A GM (General Motors) abriu o PDV (Programa de Demissões Voluntárias) nas fábricas de São José dos Campos e São Caetano. O plano estará aberto até o dia 28 e a empresa não informa as metas que pretende atingir. A GM apontou a necessidade de ajustar o ritmo de produção ao nível de estoques de carros e de vendas, afetadas pelo aperto no crédito.

O anúncio chega apenas quatro dias depois da empresa ter anunciado o segundo período de férias coletivas, nas unidades de São José dos Campos, São Caetano e Gravataí (RS), e pouco mais de um mês depois do fechamento do último PDV, que foi aberto no dia 17 de setembro.

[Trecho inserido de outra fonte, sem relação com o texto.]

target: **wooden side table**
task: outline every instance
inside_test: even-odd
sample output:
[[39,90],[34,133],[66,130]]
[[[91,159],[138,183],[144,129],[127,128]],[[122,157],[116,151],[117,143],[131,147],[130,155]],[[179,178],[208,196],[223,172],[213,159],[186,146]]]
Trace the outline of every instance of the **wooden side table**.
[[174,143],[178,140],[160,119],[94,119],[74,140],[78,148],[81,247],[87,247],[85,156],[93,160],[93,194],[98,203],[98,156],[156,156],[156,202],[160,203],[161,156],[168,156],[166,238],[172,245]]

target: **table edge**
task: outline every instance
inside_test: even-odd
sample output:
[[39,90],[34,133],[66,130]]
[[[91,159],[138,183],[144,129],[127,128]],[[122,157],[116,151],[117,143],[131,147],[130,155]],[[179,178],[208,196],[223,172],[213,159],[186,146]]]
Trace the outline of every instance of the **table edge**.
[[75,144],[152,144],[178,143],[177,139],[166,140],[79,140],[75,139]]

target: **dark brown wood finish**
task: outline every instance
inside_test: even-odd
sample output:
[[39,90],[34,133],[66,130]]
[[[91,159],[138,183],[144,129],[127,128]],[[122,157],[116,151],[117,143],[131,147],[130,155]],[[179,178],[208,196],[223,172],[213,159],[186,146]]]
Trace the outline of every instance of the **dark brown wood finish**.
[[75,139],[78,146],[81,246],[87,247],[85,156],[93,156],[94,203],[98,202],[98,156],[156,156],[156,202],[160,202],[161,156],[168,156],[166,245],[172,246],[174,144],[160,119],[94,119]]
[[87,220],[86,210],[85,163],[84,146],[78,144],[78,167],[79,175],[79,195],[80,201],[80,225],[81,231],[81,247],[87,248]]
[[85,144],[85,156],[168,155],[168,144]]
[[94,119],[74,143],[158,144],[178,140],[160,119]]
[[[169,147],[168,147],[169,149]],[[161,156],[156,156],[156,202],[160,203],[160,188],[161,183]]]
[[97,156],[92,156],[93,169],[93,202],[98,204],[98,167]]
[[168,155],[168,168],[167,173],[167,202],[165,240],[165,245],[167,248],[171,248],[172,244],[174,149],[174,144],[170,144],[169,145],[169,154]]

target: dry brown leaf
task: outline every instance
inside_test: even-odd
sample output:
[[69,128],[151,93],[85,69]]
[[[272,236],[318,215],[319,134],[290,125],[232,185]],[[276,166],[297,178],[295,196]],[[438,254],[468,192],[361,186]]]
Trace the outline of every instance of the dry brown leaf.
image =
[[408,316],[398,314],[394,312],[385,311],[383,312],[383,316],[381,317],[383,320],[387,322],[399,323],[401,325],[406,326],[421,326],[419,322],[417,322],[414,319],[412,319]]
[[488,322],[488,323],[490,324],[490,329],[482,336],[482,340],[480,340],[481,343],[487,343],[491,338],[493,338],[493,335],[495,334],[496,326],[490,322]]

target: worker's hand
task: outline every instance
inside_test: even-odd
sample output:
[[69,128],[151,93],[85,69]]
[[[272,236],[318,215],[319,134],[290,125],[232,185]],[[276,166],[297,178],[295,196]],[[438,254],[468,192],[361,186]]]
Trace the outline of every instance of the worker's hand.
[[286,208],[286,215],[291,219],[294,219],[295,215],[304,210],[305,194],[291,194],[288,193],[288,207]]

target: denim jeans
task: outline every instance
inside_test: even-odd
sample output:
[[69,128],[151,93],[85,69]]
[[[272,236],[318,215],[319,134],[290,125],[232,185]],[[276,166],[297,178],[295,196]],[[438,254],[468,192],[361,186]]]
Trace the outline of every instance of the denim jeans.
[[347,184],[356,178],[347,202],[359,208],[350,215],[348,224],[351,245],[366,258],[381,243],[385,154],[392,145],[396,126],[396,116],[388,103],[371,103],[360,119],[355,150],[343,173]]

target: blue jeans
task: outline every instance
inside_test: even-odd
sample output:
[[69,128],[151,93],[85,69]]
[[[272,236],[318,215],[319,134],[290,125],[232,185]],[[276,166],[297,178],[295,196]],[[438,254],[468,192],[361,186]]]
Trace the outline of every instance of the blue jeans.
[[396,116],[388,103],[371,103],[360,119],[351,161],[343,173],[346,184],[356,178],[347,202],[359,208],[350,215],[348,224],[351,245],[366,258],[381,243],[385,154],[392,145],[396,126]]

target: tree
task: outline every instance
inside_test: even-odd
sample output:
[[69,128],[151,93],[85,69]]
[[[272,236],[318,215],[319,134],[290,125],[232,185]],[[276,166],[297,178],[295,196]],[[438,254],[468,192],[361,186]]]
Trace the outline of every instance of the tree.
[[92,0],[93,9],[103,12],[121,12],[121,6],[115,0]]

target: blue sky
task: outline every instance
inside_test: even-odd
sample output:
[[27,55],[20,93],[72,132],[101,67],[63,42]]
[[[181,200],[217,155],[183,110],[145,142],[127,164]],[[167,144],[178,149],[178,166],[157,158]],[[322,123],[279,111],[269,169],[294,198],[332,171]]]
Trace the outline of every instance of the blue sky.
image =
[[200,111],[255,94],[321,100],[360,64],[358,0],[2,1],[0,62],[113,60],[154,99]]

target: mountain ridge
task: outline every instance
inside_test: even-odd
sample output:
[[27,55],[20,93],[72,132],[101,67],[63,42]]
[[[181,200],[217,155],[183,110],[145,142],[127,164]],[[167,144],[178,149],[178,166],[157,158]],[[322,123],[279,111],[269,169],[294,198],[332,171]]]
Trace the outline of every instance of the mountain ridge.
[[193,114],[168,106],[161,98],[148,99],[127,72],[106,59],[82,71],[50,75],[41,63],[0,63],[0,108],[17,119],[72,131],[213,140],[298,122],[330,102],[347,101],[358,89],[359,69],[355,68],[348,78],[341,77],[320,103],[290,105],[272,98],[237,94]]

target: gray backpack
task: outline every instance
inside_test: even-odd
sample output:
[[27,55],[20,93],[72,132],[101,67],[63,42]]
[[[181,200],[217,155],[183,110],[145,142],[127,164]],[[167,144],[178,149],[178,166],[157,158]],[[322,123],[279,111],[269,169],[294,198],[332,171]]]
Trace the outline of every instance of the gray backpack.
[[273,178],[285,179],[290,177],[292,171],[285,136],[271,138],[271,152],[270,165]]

Segundo o Sindicato dos Metalúrgicos de São José dos Campos, as condições para quem aderir variam com o tempo de casa. Vão de três salários nominais (quem tem menos de cinco anos de emprego) a seis salários (23 anos em diante). Para aposentados, o incentivo acrescenta três salários nominais ao valor total. Já para os empregados que, a critério da empresa, forem considerados "detentores de restrição médico-ocupacional com garantia de emprego", o incentivo acima será multiplicado por três.

O PDV também oferece a manutenção da assistência médica para os trabalhadores que resolverem aderir ao programa, por período determinado. Serão quatro meses de plano de saúde para funcionários não-aposentados, 24 meses para aposentados ou com tempo para aposentar-se e 36 meses para os ‘restritos' (lesionados com estabilidade de emprego).

Na opinião do presidente do Sindicato dos Metalúrgicos de São Caetano, Aparecido Inácio da Silva, esse PDV é uma maneira de pressionar psicologicamente os funcionários. "Os trabalhadores ficarão com medo de demissão", afirma.

Para José Caporal Filho, consultor da Megadealer (consultoria especializada em montadoras), essas medidas tomadas pelas montadoras são normais. Segundo ele, o mercado automotivo estava num crescimento muito acelerado e, com a crise, vai voltar ao normal.

Eduardo Becker, professor da Esags, também acredita que o mercado automotivo não será afetado já que o governo agiu rápido ao disponibilizar dinheiro em linhas de crédito.